Shrinking the Zone to Save the Euro

Written by Jeff Cimbalo on Wednesday November 16, 2011

The Merkel-Sarkozy strategy for changing which countries are able to use the euro is taking shape. Their next efforts will likely include an attempt to change the treaties that govern how to exit the euro and how the countries more deeply integrate.

Additional treaty powers to decide who can be in the euro will be sought at the Brussels summit on December 9. But comprehensive treaty changes allowing deeper integration of the eurozone are unnecessary, the authority to do so already exists.

Its just that the current mechanism are unacceptable to the French and the Germans since they won't get to completely control who can join their new euro.

Until now it had been assumed that the euro was going to be the currency of the EU forever. Under existing treaties all EU states are obligated to join the euro (save Denmark and the UK, which can opt-in if they want) once they fulfill the convergence criteria.

With the new efforts to change treaties so that euro nations can leave the currency, that idea is effectively dead.

With the demise of mandatory euro membership, monetary policy within the euro will just concern itself with just a subset of EU members. It will now been seen as just another a cooperative Union enterprises, like the subset of countries that participate in EU patents.

Forming cooperative enterprises like this is not a new thing for the EU countries to do under existing treaties. Any of the existing methods could be used to reform the eurozone with tighter controls and deeper economic union, and with a minimum of institutional disruption.

However, the process demoting the euro from a requirement to some sort of enhanced cooperation has a significant difficulty. It might be harder for France and Germany to select who joins the deeper integration.

The treaties mandate open availability of membership and equal treatment for such projects. Enhanced cooperation, for example, “shall be open to all Member States, subject to compliance with any conditions” and shall “promote participation by as many Member States as possible.” (TFEU Article 328(1)).

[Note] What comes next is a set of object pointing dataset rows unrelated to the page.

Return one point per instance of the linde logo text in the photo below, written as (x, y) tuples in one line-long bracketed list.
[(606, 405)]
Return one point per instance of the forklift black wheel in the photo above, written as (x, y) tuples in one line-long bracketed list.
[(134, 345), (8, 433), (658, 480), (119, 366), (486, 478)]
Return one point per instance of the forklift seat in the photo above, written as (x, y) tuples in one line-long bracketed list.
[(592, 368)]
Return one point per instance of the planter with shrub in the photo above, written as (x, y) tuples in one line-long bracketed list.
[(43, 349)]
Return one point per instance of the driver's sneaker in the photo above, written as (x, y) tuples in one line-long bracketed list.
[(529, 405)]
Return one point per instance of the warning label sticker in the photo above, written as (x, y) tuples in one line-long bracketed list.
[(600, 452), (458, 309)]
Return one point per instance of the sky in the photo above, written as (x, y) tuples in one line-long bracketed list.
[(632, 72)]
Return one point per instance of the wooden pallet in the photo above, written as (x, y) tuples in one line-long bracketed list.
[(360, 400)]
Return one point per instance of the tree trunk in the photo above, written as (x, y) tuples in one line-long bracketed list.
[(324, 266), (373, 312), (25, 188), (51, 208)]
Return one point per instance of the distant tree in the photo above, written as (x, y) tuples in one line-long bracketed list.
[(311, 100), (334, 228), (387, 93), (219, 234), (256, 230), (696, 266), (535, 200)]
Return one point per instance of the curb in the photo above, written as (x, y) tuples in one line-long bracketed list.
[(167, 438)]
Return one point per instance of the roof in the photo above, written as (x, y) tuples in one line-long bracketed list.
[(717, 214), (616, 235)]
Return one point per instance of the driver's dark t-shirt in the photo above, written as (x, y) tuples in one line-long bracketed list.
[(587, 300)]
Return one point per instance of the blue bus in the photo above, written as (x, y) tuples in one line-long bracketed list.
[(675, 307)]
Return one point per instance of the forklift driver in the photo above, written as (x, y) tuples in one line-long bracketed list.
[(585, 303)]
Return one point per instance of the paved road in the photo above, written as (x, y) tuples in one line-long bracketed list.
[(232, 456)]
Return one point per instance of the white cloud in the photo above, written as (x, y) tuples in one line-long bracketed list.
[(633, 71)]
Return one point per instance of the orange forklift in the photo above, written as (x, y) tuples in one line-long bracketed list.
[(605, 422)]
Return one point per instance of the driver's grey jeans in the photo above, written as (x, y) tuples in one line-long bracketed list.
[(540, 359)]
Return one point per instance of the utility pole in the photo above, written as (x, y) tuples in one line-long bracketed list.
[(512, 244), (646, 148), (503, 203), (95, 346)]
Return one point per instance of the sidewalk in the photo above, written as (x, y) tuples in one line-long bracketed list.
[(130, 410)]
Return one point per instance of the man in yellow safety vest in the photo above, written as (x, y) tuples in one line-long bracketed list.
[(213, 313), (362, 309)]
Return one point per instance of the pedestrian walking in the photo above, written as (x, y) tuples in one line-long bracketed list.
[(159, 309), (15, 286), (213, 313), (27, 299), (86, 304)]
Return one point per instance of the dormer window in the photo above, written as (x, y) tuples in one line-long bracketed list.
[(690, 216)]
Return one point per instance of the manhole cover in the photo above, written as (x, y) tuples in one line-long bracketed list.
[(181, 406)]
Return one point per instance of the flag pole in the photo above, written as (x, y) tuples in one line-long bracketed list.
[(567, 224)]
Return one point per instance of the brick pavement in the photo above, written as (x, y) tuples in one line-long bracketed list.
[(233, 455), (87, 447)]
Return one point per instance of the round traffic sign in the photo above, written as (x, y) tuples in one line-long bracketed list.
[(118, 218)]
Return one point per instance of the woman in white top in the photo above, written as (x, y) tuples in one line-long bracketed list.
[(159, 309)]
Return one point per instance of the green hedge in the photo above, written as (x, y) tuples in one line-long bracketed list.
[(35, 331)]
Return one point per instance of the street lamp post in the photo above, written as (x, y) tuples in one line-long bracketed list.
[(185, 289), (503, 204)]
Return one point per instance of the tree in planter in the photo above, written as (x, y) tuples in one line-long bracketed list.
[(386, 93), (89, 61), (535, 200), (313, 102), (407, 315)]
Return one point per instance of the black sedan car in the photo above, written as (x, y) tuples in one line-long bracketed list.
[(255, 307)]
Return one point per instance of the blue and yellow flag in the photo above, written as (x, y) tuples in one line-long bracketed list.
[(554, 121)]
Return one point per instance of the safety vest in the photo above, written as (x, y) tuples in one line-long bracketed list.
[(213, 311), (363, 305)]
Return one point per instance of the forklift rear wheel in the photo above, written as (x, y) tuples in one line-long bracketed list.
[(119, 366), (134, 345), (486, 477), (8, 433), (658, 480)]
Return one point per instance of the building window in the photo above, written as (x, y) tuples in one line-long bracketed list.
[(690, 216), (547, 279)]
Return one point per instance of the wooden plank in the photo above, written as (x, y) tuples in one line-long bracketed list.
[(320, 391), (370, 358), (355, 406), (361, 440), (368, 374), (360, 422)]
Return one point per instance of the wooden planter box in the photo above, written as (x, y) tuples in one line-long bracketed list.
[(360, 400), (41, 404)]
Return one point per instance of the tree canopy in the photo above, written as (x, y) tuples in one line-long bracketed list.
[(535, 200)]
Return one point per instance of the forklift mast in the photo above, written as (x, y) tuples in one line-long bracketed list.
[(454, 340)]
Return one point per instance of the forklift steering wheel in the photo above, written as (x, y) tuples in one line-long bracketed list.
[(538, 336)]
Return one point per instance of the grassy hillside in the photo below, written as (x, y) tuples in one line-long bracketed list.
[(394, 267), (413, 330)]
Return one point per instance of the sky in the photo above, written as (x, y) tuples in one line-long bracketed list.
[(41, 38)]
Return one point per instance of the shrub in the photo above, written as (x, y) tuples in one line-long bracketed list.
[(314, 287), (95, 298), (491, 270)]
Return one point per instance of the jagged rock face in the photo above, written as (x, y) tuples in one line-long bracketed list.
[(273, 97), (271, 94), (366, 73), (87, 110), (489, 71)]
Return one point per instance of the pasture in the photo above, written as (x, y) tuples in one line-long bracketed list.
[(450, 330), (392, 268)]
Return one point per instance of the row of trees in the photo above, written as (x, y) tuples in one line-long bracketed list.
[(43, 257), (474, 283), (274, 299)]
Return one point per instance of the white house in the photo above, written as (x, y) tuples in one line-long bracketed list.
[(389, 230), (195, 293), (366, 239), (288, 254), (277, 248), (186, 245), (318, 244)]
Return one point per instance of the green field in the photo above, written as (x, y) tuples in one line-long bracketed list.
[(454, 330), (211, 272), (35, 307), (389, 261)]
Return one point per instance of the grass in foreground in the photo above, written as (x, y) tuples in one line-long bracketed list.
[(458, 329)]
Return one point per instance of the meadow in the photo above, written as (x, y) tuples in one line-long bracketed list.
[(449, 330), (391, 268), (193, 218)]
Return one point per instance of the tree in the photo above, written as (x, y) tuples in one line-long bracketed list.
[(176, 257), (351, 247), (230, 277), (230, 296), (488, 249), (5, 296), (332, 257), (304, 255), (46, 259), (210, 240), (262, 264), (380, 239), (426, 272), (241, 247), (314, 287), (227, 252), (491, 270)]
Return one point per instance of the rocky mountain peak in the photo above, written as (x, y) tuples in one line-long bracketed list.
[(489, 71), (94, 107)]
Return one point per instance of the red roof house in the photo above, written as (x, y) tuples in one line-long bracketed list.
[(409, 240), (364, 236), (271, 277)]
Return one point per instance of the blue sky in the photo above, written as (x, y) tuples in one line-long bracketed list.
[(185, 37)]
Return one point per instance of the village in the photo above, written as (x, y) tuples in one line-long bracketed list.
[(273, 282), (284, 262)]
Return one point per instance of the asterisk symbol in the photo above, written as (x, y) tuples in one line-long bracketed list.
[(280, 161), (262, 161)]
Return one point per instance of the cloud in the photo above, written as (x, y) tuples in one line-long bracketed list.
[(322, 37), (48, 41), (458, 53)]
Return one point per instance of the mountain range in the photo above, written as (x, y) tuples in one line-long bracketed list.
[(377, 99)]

This method of creating a more deeply-integrated euro would state the requirements for membership, and those requirements would be the same should other member states want to join later. Those standards need to be the same for all.

This approach might force the hand of stragglers like Denmark and Sweden to reconsider euro membership. A more deeply integrated euro, with evenly applied and real punishment for violators might be very attractive for those economies already effectively converged with the eurozone when the current crisis passes.

But what makes this enhanced cooperation unappealing to the euro powers is the inability to grandfather existing members into whatever standards there will be for membership from the start. France and Italy may not be able to meet any acceptable economic standards for membership.

Consequently, expect the eurozone next month to propose special treatment for themselves outside the typical methods of deeper interstate cooperation in the Union. Those who are not a part of the new euro may realize that getting “more Europe” within the more deeply integrated eurozone will mean “less fairness” to all, hardly a formula for a larger eurozone or a more durable Union.